There are no methods in Keykos semantics.
Particular objects each have their own protocol and an informal but universal(?) convention for a register value which becomes part of the data of the message, provides an ‘order’ which is in no way different from other data bits conveyed in the message.
The recipient is free to do with these bits as he sees fit; the kernel does not look at them.
Conventionally they indicate what in other formalities would be called a method code.
Sometimes they convey more such as the slot number as in the case above.
There is thus no logic concerning methods except in code that responds for some type of object, to invocations.
This is possible in part by the above elimination of take and grant which required discriminating between methods.
This brings to our next simplicity.
No permission bits in a cap; but a badge (álà seL4) or data byte (álà Keykos) which is one byte of data within a capability.
When a message is delivered via a capability X the badge within X, as binary data, is delivered to the recipient along with the message.
The information that the permission bits of the capability in the take-grant model, is carried in the badge in seL4 and data-byte in Keykos.

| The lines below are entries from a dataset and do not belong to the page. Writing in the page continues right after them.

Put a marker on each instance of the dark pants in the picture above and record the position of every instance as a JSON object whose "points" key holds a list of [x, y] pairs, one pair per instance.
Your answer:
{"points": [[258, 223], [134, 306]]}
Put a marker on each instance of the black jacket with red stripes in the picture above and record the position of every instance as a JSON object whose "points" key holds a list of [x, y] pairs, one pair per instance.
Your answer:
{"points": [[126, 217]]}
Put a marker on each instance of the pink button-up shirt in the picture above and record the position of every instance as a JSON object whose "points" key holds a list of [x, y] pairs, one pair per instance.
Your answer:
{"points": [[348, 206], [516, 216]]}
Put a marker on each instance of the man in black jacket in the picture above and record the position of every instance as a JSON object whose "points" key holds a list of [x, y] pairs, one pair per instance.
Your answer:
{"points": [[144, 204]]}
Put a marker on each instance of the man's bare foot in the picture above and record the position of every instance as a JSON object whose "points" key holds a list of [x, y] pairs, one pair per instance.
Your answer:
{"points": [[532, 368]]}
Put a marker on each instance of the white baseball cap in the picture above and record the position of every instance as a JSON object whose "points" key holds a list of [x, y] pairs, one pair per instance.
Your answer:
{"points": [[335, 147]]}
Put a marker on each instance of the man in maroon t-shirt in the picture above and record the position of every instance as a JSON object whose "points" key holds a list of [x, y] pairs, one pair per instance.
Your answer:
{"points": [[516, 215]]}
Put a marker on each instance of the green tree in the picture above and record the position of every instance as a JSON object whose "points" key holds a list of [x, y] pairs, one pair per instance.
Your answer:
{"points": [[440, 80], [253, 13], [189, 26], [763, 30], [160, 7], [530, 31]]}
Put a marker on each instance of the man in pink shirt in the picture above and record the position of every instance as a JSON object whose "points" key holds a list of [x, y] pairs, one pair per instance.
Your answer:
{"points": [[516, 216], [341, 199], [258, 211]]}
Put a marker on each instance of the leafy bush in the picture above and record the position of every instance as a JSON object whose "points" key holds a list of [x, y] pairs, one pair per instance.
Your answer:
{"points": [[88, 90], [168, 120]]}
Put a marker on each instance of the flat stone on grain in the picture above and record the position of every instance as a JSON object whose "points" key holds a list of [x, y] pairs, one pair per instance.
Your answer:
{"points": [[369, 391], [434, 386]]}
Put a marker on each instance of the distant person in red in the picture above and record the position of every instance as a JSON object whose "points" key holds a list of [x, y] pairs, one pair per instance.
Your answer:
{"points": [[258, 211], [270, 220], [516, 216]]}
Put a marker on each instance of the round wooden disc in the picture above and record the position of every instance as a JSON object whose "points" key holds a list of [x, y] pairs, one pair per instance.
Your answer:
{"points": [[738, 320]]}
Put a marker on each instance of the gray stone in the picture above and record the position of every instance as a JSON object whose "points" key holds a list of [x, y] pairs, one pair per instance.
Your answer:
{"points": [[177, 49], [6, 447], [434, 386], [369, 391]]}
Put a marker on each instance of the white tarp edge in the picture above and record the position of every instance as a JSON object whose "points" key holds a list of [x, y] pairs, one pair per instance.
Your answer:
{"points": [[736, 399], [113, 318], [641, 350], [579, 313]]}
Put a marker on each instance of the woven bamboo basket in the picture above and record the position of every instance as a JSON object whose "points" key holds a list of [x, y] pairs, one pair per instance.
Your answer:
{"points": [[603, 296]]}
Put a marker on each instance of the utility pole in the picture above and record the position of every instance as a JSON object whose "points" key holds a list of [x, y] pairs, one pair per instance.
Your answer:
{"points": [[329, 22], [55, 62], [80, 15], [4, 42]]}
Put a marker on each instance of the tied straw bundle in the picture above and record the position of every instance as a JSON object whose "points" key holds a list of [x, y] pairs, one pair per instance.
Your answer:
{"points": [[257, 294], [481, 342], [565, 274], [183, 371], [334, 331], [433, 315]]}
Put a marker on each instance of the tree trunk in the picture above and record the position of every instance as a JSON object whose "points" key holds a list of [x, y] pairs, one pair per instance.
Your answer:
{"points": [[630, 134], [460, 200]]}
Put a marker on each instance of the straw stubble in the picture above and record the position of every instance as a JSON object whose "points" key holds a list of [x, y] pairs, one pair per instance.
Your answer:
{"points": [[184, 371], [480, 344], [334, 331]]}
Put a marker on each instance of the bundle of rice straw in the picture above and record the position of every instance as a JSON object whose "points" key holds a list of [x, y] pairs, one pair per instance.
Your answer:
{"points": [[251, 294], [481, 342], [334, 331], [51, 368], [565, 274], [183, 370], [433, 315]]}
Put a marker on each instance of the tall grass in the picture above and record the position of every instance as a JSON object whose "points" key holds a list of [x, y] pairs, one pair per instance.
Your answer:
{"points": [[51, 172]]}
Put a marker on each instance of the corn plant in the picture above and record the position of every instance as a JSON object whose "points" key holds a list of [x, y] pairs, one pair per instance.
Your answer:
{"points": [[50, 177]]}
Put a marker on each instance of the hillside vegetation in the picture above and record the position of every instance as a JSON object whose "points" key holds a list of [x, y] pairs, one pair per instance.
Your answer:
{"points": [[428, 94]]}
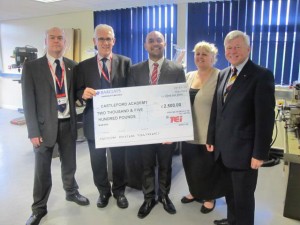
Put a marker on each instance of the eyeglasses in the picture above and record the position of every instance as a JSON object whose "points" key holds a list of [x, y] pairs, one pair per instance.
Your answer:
{"points": [[108, 40]]}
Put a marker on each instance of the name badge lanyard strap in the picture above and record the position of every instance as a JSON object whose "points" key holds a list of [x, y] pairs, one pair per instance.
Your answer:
{"points": [[100, 67], [60, 83]]}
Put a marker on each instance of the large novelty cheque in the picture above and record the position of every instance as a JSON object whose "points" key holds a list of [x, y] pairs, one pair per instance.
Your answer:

It is not the kernel but the message recipient that interprets the badge bits.
If the recipient is code in the kernel, such as the node case, then that interpretation code is in the kernel.
“take grant” in Markm’s Thesis
A discontinuity here.
I woke this morning at 04:30 this morning and realized that there is something wrong with the take-grant idea.
I may be wrong but here goes:
I am trying to understand seL4 which claims to follow the take-grant model.
I think that when you want to attenuate an authority, in the form of a capability, the idea of take-grant is for the kernel (cap-master) to turn off some bit as it derives a new lesser capability to the same object.
I think the take-grant model imagines a central authority that understands that bit number 9 in each cap can be turned off to prevent some class of information flow.
I am speaking very roughly here, of course.
The contrasting model, which I will call the “facet model” here decentralizes the coded meanings of the badge and leaves those meanings to the individual code that defines the behavior of those objects, whether or not that code is in the kernel.
The cap-master does not know about badge meanings.
(“Badge” is the seL4 term for the Keykos databyte.
I like their term.)
I can recall worrying when we decided that you can call a page key in Keykos.
We never came to regret it.
In Keykos you call a page key to get a RO key to that page.
Here are the several useful methods or ‘orders’ on a page key.
All kernel objects reply at least to the ‘alleged key type’ order.
Of course the rogue may lie about its type.
Section 4.2.2 of the manual says:
Messages may contain capabilities, which will be transferred to the receiver, provided that the endpoint capability invoked by the sending thread has Grant rights.
Keykos considered a weakened start key but could find no scenario where is solved a problem.
The ultimate goal is to block information flow.
A miscreant blocked with a endpoint capability without ‘Grant rights’ merely copies the data instead.
If you have a call capability X and want another, capabilities to which cannot be passed,
you install X in a new object programmed to pass messages on to X without their caps.
Perhaps take-grant aspires to some sort of confinement.
I have not seen any such claim.
Some would argue that Keykos strays from simplicity with is primitive sensory stuff.
Sensory logic makes some factory patterns efficient and factories do achieve confinement.
Sensory kernel knowledge (centralized cap-master stuff) needs to be explained or explained away.